A few early numbers stood out to us during our diligence on Devlan:
- When performing diligence calls with some of Devplan’s customers, product managers reported getting back 8-12 hours a week previously lost to coordination work when using Devplan. That’s significant.
- In internal benchmarking against a standard Claude configuration with GitHub connected over MCP, a moderately complex product-context query ran roughly 2x faster and more than 3.5x cheaper through Weaver because it was maintaining context continuously instead of re-assembling it on every query.

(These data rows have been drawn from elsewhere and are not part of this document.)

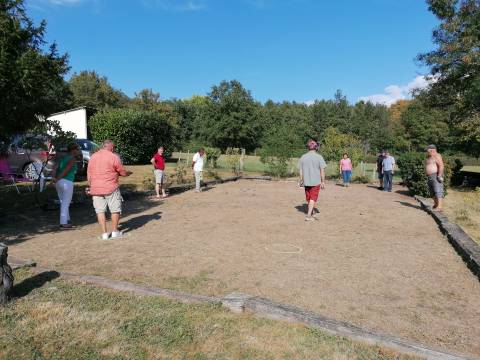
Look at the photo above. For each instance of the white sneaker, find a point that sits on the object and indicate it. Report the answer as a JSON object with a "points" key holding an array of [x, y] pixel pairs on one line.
{"points": [[116, 234]]}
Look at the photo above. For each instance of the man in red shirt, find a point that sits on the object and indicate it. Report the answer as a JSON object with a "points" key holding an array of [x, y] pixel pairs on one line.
{"points": [[158, 163], [103, 171]]}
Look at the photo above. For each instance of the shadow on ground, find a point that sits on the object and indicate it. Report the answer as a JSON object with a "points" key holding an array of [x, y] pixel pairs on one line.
{"points": [[139, 221], [404, 192], [404, 203], [25, 222], [28, 285]]}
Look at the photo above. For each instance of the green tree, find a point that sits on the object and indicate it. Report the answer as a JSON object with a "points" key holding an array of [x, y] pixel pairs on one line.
{"points": [[136, 133], [370, 123], [231, 118], [94, 91], [455, 66], [31, 78], [281, 142], [424, 126], [335, 144], [332, 113], [146, 99]]}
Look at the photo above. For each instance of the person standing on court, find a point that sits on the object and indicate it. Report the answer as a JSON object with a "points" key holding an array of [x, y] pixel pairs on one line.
{"points": [[103, 171], [63, 179], [197, 165], [380, 158], [346, 169], [388, 168], [312, 176], [434, 169], [158, 162]]}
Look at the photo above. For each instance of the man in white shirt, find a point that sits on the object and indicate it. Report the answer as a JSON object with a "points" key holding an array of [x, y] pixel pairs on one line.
{"points": [[197, 165], [388, 168]]}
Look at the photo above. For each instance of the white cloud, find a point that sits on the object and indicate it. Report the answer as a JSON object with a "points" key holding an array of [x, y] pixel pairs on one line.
{"points": [[393, 93], [65, 2], [178, 5]]}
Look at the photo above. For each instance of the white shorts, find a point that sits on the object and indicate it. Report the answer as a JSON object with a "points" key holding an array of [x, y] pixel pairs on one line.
{"points": [[113, 201], [159, 176]]}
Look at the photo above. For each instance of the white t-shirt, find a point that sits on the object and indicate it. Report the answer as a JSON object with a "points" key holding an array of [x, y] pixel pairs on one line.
{"points": [[198, 162]]}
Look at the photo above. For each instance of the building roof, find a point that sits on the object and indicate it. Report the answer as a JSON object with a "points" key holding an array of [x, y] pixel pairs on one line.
{"points": [[69, 110]]}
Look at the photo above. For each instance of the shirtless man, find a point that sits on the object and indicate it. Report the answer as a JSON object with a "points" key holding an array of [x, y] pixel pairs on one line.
{"points": [[434, 169]]}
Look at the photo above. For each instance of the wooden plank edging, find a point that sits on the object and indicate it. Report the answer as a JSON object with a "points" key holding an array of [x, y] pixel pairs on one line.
{"points": [[463, 244], [239, 303]]}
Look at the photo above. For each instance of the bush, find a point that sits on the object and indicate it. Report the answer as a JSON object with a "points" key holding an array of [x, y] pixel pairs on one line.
{"points": [[233, 159], [412, 171], [361, 179], [212, 156], [136, 133]]}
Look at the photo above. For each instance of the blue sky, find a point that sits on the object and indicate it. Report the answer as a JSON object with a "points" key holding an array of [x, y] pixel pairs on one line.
{"points": [[279, 49]]}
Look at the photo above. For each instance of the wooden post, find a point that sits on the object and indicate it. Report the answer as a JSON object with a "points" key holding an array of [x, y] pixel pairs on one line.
{"points": [[242, 158], [6, 276]]}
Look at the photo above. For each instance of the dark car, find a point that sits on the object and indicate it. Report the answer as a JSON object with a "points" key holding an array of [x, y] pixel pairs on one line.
{"points": [[88, 147], [28, 156]]}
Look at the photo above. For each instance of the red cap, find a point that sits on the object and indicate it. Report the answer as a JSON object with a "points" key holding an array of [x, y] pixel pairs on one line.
{"points": [[312, 144]]}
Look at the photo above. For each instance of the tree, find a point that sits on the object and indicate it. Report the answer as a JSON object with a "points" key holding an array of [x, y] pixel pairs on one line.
{"points": [[425, 126], [137, 134], [31, 78], [146, 99], [455, 66], [332, 113], [335, 143], [370, 123], [231, 118], [94, 91], [188, 113]]}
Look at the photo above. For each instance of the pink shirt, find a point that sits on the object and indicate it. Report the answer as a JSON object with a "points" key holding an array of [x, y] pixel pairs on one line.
{"points": [[346, 164], [103, 171]]}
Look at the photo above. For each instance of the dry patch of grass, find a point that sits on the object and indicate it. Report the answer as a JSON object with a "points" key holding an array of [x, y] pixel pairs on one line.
{"points": [[63, 320], [463, 207]]}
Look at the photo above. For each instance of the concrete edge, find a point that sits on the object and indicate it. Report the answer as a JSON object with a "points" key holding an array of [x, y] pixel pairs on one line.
{"points": [[463, 244], [240, 303]]}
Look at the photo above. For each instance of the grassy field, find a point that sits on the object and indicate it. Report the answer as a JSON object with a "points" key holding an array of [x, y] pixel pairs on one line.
{"points": [[471, 168], [64, 320], [463, 207]]}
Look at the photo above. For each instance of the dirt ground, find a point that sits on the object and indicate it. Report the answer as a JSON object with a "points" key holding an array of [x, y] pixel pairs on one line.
{"points": [[373, 259]]}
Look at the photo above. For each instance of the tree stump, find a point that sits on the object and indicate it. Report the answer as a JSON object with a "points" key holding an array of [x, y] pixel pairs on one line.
{"points": [[6, 276]]}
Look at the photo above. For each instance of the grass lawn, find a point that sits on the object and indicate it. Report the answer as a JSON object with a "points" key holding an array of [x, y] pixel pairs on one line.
{"points": [[64, 320], [463, 207], [471, 168]]}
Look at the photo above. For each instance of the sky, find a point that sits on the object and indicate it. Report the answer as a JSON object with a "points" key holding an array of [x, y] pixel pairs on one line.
{"points": [[283, 50]]}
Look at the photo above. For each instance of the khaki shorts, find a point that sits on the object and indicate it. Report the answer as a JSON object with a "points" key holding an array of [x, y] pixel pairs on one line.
{"points": [[159, 176], [113, 201]]}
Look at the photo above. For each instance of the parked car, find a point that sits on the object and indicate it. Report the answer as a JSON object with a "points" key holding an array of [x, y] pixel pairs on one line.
{"points": [[88, 147], [28, 155]]}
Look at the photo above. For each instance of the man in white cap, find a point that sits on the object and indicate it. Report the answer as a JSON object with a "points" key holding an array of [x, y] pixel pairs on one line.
{"points": [[312, 176], [434, 168]]}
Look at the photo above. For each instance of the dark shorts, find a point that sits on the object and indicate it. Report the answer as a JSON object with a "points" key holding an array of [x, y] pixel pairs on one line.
{"points": [[435, 186], [311, 192]]}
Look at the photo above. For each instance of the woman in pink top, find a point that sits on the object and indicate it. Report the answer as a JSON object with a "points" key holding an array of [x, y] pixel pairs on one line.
{"points": [[346, 169]]}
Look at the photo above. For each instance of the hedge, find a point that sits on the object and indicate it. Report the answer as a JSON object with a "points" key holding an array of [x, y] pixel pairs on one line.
{"points": [[412, 171], [136, 133]]}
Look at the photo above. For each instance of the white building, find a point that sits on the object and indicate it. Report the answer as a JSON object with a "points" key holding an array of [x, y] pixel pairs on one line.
{"points": [[74, 120]]}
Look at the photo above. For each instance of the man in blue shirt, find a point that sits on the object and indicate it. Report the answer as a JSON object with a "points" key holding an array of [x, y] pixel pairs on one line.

The architecture underneath matters. Most retrieval systems embed everything into a vector store and search by similarity. That’s good at telling you two things are both “about onboarding,” and useless at telling you that this complaint caused that ticket, which got fixed by this PR and shipped in that release. Those are relationship questions, and Devplan’s context graph answers them.

The founders
Chris Bee and Anton Safonov have lived this problem at scale, at Uber, Amazon, Snap, and Facebook. They aren’t theorizing about the coordination tax. They spent years being part of and leading software development organizations that paid the coordination tax. Those insights Chris/Anton gained provided them the technical depth needed to build the graph that sits underneath the fix. Operators who personally lived this pain with the engineering chops to solve it. That’s the founder profile Grand looks for.

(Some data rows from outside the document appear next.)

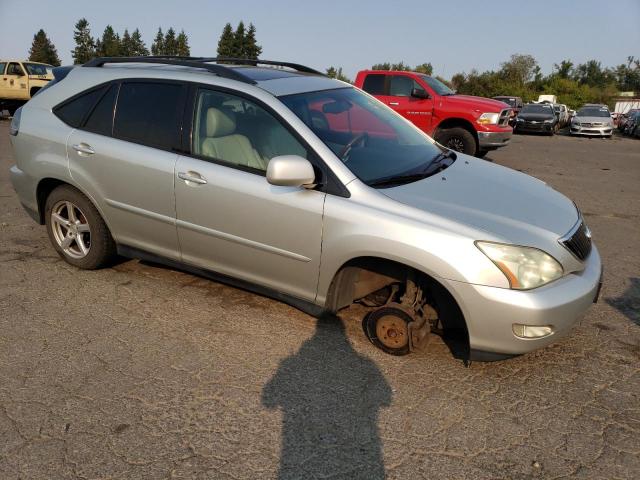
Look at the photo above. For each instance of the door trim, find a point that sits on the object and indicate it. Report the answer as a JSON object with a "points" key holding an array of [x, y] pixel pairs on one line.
{"points": [[242, 241]]}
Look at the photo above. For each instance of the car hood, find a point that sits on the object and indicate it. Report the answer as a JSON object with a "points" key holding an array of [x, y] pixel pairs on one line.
{"points": [[482, 105], [538, 117], [593, 119], [508, 204]]}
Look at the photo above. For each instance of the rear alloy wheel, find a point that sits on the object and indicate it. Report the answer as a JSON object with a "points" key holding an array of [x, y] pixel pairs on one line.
{"points": [[388, 329], [457, 139], [76, 229]]}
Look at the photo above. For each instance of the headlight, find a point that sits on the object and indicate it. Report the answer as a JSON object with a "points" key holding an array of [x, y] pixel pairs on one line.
{"points": [[524, 267], [488, 118]]}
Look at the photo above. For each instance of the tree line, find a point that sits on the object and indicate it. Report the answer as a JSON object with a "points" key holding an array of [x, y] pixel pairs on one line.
{"points": [[574, 84], [238, 43]]}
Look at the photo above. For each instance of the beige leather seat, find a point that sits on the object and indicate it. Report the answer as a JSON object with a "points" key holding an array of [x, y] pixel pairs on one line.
{"points": [[223, 143]]}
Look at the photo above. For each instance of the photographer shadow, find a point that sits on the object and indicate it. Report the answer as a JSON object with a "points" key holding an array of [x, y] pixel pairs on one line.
{"points": [[330, 397]]}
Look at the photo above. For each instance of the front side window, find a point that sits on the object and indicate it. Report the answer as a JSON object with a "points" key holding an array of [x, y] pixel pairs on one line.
{"points": [[374, 84], [373, 141], [239, 132], [37, 69], [15, 69], [150, 113]]}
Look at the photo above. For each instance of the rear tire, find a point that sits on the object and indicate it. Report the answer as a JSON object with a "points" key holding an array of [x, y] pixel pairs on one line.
{"points": [[77, 231], [458, 139]]}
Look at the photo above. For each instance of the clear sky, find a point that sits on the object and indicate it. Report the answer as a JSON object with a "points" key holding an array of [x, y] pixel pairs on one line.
{"points": [[454, 35]]}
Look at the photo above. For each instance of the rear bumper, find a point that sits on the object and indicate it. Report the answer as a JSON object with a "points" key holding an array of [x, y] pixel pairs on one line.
{"points": [[491, 312], [493, 140]]}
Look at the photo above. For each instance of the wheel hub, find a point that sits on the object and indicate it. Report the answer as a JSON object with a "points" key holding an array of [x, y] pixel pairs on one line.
{"points": [[392, 331]]}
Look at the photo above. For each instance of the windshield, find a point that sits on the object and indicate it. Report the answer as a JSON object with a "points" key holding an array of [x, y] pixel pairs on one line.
{"points": [[37, 68], [593, 112], [439, 87], [544, 109], [373, 141]]}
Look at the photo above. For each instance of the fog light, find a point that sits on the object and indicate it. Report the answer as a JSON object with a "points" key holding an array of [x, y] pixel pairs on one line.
{"points": [[532, 331]]}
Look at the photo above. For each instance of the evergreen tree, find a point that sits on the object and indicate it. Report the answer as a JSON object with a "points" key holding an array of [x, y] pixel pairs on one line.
{"points": [[138, 48], [109, 45], [42, 50], [239, 41], [85, 46], [126, 46], [170, 43], [226, 44], [182, 42], [157, 47], [251, 47]]}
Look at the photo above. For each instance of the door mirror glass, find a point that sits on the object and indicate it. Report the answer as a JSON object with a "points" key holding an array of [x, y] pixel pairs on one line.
{"points": [[290, 171], [419, 93]]}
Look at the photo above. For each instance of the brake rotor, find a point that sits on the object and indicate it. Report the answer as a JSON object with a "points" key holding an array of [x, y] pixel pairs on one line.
{"points": [[392, 331]]}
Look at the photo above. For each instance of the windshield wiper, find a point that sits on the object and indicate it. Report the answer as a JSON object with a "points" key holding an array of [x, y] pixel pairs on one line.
{"points": [[434, 166]]}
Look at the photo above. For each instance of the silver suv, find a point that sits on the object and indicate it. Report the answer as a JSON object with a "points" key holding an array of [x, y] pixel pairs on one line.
{"points": [[306, 189]]}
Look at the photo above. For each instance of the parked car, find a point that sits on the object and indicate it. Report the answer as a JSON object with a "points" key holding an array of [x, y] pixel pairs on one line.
{"points": [[537, 117], [592, 119], [297, 186], [632, 126], [472, 125], [624, 118], [19, 81], [515, 103], [562, 113]]}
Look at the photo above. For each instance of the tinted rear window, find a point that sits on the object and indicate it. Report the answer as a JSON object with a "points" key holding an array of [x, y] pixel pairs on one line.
{"points": [[74, 111], [374, 84], [101, 119], [149, 113]]}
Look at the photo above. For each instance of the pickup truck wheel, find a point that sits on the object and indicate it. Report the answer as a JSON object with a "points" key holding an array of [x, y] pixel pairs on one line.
{"points": [[76, 229], [457, 139], [388, 329]]}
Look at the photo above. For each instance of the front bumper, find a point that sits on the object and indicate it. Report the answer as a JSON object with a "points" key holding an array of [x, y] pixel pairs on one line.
{"points": [[493, 140], [596, 131], [490, 312], [534, 127]]}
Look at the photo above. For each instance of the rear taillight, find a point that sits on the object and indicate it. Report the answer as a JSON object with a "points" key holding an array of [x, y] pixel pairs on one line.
{"points": [[15, 122]]}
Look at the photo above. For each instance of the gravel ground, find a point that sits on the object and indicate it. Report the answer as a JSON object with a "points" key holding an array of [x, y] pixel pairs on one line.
{"points": [[139, 371]]}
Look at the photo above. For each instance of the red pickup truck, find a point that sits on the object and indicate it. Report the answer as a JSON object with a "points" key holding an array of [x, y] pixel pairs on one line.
{"points": [[472, 125]]}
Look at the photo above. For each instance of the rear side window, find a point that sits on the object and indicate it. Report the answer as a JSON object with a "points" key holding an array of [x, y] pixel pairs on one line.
{"points": [[74, 111], [374, 84], [101, 118], [150, 113]]}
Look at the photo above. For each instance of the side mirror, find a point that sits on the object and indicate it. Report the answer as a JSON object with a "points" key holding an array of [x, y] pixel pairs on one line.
{"points": [[419, 93], [291, 171]]}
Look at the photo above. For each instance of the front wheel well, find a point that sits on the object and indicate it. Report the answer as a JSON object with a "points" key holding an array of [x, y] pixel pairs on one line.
{"points": [[44, 188], [362, 276], [456, 122]]}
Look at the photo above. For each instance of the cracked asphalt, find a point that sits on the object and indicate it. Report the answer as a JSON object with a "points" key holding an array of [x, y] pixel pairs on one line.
{"points": [[143, 372]]}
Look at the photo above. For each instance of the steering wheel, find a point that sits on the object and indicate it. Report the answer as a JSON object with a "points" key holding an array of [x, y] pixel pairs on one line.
{"points": [[362, 138]]}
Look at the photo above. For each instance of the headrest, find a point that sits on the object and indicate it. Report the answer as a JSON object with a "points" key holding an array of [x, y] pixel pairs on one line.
{"points": [[220, 123]]}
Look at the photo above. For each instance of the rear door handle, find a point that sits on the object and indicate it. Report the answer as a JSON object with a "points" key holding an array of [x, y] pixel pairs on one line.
{"points": [[193, 177], [83, 149]]}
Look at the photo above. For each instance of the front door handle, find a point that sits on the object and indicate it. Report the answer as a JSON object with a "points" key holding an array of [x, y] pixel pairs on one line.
{"points": [[83, 149], [193, 177]]}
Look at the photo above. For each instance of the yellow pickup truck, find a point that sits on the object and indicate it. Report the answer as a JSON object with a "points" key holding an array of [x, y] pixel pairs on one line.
{"points": [[20, 80]]}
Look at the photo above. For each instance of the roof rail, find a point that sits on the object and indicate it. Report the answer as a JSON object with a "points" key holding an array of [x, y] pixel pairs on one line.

The category is starting to taker shape. Atlassian’s Rovo, Snowflake’s CoWork, and GitHub Copilot all touch a piece of this. But each one comes at coordination from the seat it already owns: the issue tracker, the data warehouse, the code editor. Devplan starts from the product and engineering context itself. That’s the harder thing to build, and the more defensible place to stand.
Why Grand Ventures
Developer tools and DevOps sit at the center of our investment thesis. We’ve spent years building relationships and pattern recognition across that ecosystem, going back to our roots in observability and infrastructure software. We’ve backed enough developer-productivity companies to know the difference between a feature and a layer, and to help a strong team turn early inbound interest into a repeatable enterprise motion.
When you make one half of a workflow nearly free, the value migrates to whatever is still slow and expensive around it. Right now that’s coordination, and we’re glad to be backing Chris, Anton, and the Devplan team as they bring the future of product intelligence to market.